The city council funded the material costs and students then prefabricated the entire installation, including lean-to lighting and cleverly-designed pull-out stools, at the school of architecture’s own workshop in Plassey. The various elements were then transported to and assembled in St Munchin’s.
“Economy of means was really important, so they did everything themselves, including making all the lights and wiring them,” Flynn says. “There was also a conservation issue – we couldn’t interfere with the fabric of the building, so the lights are all free-standing, leaning against the walls.”
The UL School of Architecture occupies space carved out of one of the older buildings, dating from the time when it was merely a national institute of higher education. Stripped of its suspended ceilings and filled with cluttered shelves, it is more like a factory that makes things than a passive classroom.
“Universities have a lot to offer – intelligence, knowledge, thinking, design,” Bucholz says. “If a school of architecture is to be anything, it has to have consequences – and be aware of its place in the wider society. So instead of just teaching, we need to get engaged with all of the issues facing the local authority.”

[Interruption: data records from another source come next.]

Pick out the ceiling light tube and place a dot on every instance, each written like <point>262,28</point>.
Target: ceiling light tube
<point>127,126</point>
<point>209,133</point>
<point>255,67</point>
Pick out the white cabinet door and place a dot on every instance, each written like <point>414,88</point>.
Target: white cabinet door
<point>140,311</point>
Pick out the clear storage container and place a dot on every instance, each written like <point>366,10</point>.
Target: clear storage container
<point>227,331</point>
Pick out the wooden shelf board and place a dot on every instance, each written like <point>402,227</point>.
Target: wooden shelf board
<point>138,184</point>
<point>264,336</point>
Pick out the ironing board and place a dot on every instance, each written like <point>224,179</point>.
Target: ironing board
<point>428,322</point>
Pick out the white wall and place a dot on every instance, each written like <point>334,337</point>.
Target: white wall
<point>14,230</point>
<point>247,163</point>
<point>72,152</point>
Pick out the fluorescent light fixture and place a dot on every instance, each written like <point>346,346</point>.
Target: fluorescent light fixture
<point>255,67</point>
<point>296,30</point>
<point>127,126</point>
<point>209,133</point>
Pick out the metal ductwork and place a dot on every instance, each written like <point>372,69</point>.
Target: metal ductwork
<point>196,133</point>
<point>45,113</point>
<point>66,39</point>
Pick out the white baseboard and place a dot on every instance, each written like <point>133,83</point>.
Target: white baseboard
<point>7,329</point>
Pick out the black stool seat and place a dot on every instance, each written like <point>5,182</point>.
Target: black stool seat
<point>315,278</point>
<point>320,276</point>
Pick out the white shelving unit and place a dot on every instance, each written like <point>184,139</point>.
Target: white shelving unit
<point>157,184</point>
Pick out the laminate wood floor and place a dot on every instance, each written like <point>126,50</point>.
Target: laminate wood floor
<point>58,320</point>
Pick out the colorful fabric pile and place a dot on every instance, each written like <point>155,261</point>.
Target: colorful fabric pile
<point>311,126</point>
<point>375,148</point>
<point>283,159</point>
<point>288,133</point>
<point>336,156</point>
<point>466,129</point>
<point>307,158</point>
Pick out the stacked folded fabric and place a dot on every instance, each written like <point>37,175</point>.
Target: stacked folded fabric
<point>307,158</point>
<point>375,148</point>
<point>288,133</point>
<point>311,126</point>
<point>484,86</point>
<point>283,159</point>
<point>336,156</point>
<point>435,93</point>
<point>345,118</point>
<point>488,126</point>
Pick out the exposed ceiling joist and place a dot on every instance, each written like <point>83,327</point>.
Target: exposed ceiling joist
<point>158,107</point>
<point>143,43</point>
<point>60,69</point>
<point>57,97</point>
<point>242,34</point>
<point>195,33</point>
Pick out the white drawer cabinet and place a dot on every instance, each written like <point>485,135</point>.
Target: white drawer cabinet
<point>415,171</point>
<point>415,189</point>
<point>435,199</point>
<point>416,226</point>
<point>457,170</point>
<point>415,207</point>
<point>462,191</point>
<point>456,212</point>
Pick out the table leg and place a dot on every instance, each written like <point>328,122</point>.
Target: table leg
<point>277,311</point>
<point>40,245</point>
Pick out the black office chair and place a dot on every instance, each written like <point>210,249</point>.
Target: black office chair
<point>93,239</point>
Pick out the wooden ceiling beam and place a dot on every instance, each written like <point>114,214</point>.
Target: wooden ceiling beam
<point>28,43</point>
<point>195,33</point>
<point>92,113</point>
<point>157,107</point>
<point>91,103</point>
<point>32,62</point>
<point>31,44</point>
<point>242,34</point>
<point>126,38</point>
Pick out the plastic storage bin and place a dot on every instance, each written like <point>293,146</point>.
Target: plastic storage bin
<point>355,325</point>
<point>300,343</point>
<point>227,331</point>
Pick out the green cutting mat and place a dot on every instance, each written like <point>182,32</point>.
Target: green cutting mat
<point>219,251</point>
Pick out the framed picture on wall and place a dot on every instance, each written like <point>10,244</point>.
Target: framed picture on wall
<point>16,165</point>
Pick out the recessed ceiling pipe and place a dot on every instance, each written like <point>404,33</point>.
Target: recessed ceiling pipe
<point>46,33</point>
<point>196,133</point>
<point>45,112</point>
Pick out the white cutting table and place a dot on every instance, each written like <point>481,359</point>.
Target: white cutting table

St Munchin’s, which is on the main pedestrian route from St Mary’s Park to the city centre, has been used for a wide range of events since last December, including a symposium on Limerick’s regeneration, exhibitions of the students’ work and lectures organised by Sofa, the UL students of architecture group.
Kieran Lehane, the city council’s director of housing and corporate services, remains upbeat about Limerick, noting that €28 million had been allocated this year for the regeneration of Moyross and Southill. The council is also preparing a new development plan that will focus firmly on planning a brighter future for the city.